Oleh: Khadijah Buma
“Azwa, kamu dimana?” Bunyi pesan singkat dari seorang perempuan yang baru-baru ini menjadi sahabatnya.
Ia memutar matanya malas dan mencebik kesal.
“Kenapa hm?” Tanya suara yang menenangkan di sampingnya.
“Males dicariin mulu,” keluh Azwa pada penanya.
“Ya mungkin dia khawatir, kalau mau pulang silahkan,” tanggap sosok itu, disertai kekehan kecilnya yang terdengar tampan.
“Tapi Azwa masih mau sama kak Fariz,” rengeknya manja.
“Itu juga nggak papa, pacarmu aku kok, bukan dia,” ucap Fariz dengan senyuman yang tak pernah bisa Azwa tolak.
“Kasian sih Mawar nyariin aku terus, tapi ya udahlah.” Monolog Azwa pada dirinya sendiri.
“Lagi di kekeluargaan sama adek, ngurus berkas,” dustanya yang mendapat percaya dari Mawar. Padahal ia sedang bersama sosok kekasih di sebuah kafe dalam mall yang menjadi langganan para masisir.
…
Lain waktu di flat asrama.
“Hai Azwa! Welcome! Aku habis dapat musa’adah daging loh, terus aku masakin jadi dendeng, kamu mau?” Sambut Mawar dengan ceria dan hangat.
Azwa yang merasa tengah penat sehabis jalan dari luar, ditambah tekanan batin menyembunyikan hubungannya dari Mawar pun merasa lebih tenang dan terhapuskan lelahnya.
Azwa maupun Mawar telah selesai makan, Mawar masih dengan suasana hati yang baik, mengumpulkan bekas makan dan mencucinya. Sedang Azwa tengah sibuk dengan ponselnya.
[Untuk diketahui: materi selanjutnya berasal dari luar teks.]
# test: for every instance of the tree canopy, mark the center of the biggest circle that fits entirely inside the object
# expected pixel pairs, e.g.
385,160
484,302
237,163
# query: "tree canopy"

Awalnya pembicaraan dimulai dari mengucap saling rindu layaknya sepasang kekasih yang baru berpisah, bagaimana tidak, Sabi’ dan Awal sabi’ saja rasanya sudah begitu jauh bagi pasangan yang tengah berbunga-bunga ini. Lalu Azwa mengungkit soal masa ujian yang sudah semakin dekat dan ada materi-materi yang ia butuh bantuan untuk diajarkan, terutama seperti pelajaran ulum dan ilmu hisab di kelas idadi-nya. Namun, bukannya Fariz menawarkan bantuan, ia malah bilang untuk tak usah terlalu dipikirkan, padahal Fariz jauh lebih pintar darinya, dan merupakan kakak tingkatnya. Azwa merasa kesal dan bilang, minimal ia butuh waktu untuk lebih fokus belajar, dan lagi-lagi Fariz terlihat kurang setuju.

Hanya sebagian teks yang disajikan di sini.